The sse vectorizer seems to miss one of the simplest cases: #include <cstdio> #include <cstdlib> double loop(double a, size_t n){ // initialise differently so compiler doesn't simplify double sum1=0.1, sum2=0.2, sum3=0.3, sum4=0.4, sum5=0.5, sum6=0.6; for(size_t i=0; i<n; i++){ sum1+=a; sum2+=a; sum3+=a; sum4+=a; sum5+=a; sum6+=a; } return sum1+sum2+sum3+sum4+sum5+sum6-2.1-6.0*a*n; } int main(int argc, char** argv) { size_t n=1000000; double a=1.1; printf("res=%f\n", loop(a,n)); return EXIT_SUCCESS; } g++-4.6.2 -Wall -O2 -ftree-vectorize -ftree-vectorizer-verbose=2 test.cpp test.cpp:7: note: not vectorized: unsupported use in stmt. test.cpp:4: note: vectorized 0 loops in function. We get six addsd operations - whereas an optimisation should have given us three addpd operations. .L3: addq $1, %rax addsd %xmm0, %xmm6 cmpq %rdi, %rax addsd %xmm0, %xmm5 addsd %xmm0, %xmm4 addsd %xmm0, %xmm3 addsd %xmm0, %xmm2 addsd %xmm0, %xmm1 jne .L3
You need -ffast-math to allow floating point reduction. You also need -fno-vect-cost-model, because the vectorization is not profitable in this case.

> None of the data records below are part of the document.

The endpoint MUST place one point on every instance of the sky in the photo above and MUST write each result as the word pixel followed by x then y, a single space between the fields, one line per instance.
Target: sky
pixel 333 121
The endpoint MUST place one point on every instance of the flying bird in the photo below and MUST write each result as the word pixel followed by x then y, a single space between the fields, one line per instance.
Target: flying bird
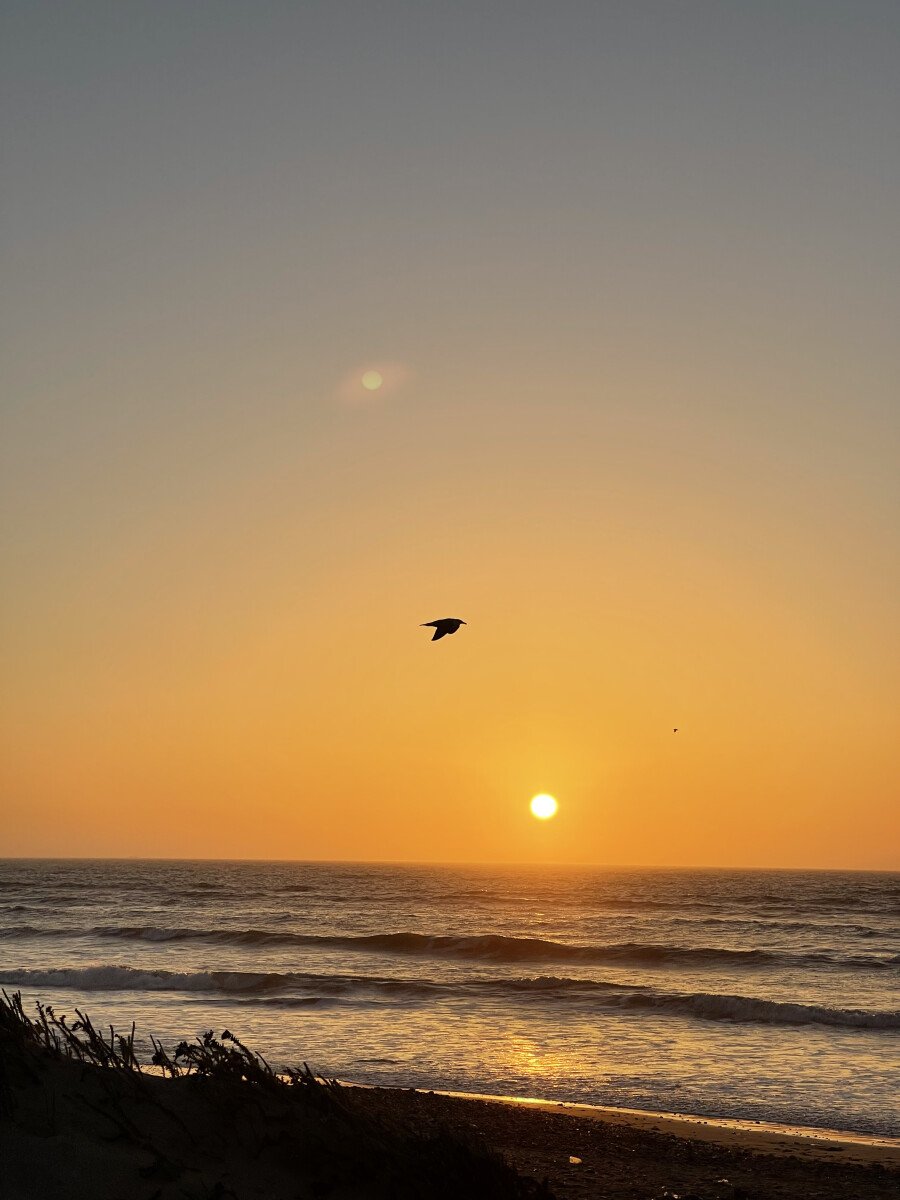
pixel 444 627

(In reply to comment #1) g++-4.6.2 -S -Wall -O3 -ftree-vectorize -ftree-vectorizer-verbose=2 \ -ffast-math -fno-vect-cost-model gives me exactly the same assembly code as above (which I'm surprised a bit as -funsafe-math-optimizations might as well have eliminated the loop completely). The optimal assembly, however, I would expect to be something like: .L3: addq $1, %rax addpd %xmm0, %xmm3 cmpq %rdi, %rax addpd %xmm0, %xmm2 addpd %xmm0, %xmm1 jne .L3 Where the vector (sum1,sum2) is stored in xmm1, (sum3,sum4) stored in xmm2, etc and (a,a) stored in xmm0. This speeds it up by a factor of 2 and is completely equivalent to the scalar case so I don't see why -ffast-math (which implies -funsafe-math-optimizations) should be necessary in this case, either.
It gets vectorized with 4.7. I guess, due to this 4.7 patch http://gcc.gnu.org/ml/gcc-patches/2011-09/msg00620.html.

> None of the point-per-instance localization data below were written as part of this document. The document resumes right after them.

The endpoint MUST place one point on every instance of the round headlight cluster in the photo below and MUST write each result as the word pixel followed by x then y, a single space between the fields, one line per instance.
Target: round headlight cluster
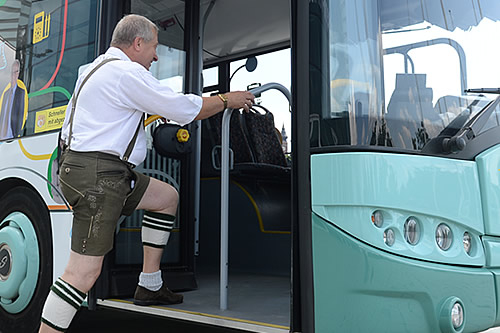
pixel 444 237
pixel 412 230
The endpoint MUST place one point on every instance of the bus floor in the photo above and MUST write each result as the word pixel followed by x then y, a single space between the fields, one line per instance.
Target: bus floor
pixel 259 303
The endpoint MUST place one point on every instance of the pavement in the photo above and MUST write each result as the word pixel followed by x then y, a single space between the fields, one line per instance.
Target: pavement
pixel 105 320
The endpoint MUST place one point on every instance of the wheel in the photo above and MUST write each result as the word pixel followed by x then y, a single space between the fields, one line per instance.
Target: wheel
pixel 25 260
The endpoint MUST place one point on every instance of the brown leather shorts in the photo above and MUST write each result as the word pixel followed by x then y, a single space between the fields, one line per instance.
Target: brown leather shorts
pixel 100 188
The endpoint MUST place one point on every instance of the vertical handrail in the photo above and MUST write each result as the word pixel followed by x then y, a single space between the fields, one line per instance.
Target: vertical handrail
pixel 224 193
pixel 224 209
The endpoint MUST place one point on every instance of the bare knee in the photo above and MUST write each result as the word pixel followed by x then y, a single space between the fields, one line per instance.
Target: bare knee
pixel 82 271
pixel 171 204
pixel 81 279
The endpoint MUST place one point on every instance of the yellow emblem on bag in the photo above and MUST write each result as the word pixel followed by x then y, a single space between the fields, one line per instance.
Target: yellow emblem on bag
pixel 182 135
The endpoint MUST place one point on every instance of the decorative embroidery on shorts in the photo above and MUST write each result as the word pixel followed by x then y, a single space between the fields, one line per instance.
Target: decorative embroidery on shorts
pixel 110 183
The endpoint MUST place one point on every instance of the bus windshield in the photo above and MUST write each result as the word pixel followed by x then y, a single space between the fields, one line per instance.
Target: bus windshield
pixel 394 73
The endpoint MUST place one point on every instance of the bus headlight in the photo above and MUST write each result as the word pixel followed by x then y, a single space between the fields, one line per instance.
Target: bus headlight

Looks like there has been some great progress in gcc 4.7! Still I think it behaves slightly buggy. (1) In this case it should work without -funsafe-math-optimizations but it doesn't. gcc 4.7 requires -fno-signed-zeros -fno-trapping-math -fassociative-math to make it work. (2) The prediction: 7: not vectorized: vectorization not profitable. is just wrong. Forcing it with -fno-vect-cost-model shows it speeds up by factor of 2. (3) If I change all double's into float's in the code above it seems to work without forcing it (-fno-vect-cost-model): g++-4.7 -S -Wall -O2 -ftree-vectorize -ftree-vectorizer-verbose=2 \ -funsafe-math-optimizations test.cpp Analyzing loop at test.cpp:7 Vectorizing loop at test.cpp:7 7: vectorizing stmts using SLP. 7: LOOP VECTORIZED. test.cpp:4: note: vectorized 1 loops in function. However, it hasn't vectorized it at all as the assembly shows: .L11: addq $1, %rax addss %xmm0, %xmm3 cmpq %rax, %rdi addss %xmm0, %xmm4 addss %xmm0, %xmm7 addss %xmm0, %xmm6 addss %xmm0, %xmm5 addss %xmm0, %xmm1 ja .L11
(In reply to comment #4) > Looks like there has been some great progress in gcc 4.7! > > Still I think it behaves slightly buggy. > > (1) In this case it should work without -funsafe-math-optimizations but > it doesn't. gcc 4.7 requires -fno-signed-zeros -fno-trapping-math > -fassociative-math to make it work. > It's reduction, when we vectorize we change the order of computation. In order to be able to do that for floating point we need flag_associative_math. > (2) The prediction: > 7: not vectorized: vectorization not profitable. > is just wrong. Forcing it with -fno-vect-cost-model shows it speeds up > by factor of 2. > > (3) If I change all double's into float's in the code above it seems to > work without forcing it (-fno-vect-cost-model): > > > g++-4.7 -S -Wall -O2 -ftree-vectorize -ftree-vectorizer-verbose=2 \ > -funsafe-math-optimizations test.cpp > > Analyzing loop at test.cpp:7 > > > Vectorizing loop at test.cpp:7 > > 7: vectorizing stmts using SLP. > 7: LOOP VECTORIZED. > test.cpp:4: note: vectorized 1 loops in function. > > > However, it hasn't vectorized it at all as the assembly shows: > > .L11: > addq $1, %rax > addss %xmm0, %xmm3 > cmpq %rax, %rdi > addss %xmm0, %xmm4 > addss %xmm0, %xmm7 > addss %xmm0, %xmm6 > addss %xmm0, %xmm5 > addss %xmm0, %xmm1 > ja .L11 I think you are looking at the scalar epilogue. The number of iterations is unknown, so we need an epilogue loop for the case that number of iterations is not a multiple of 4.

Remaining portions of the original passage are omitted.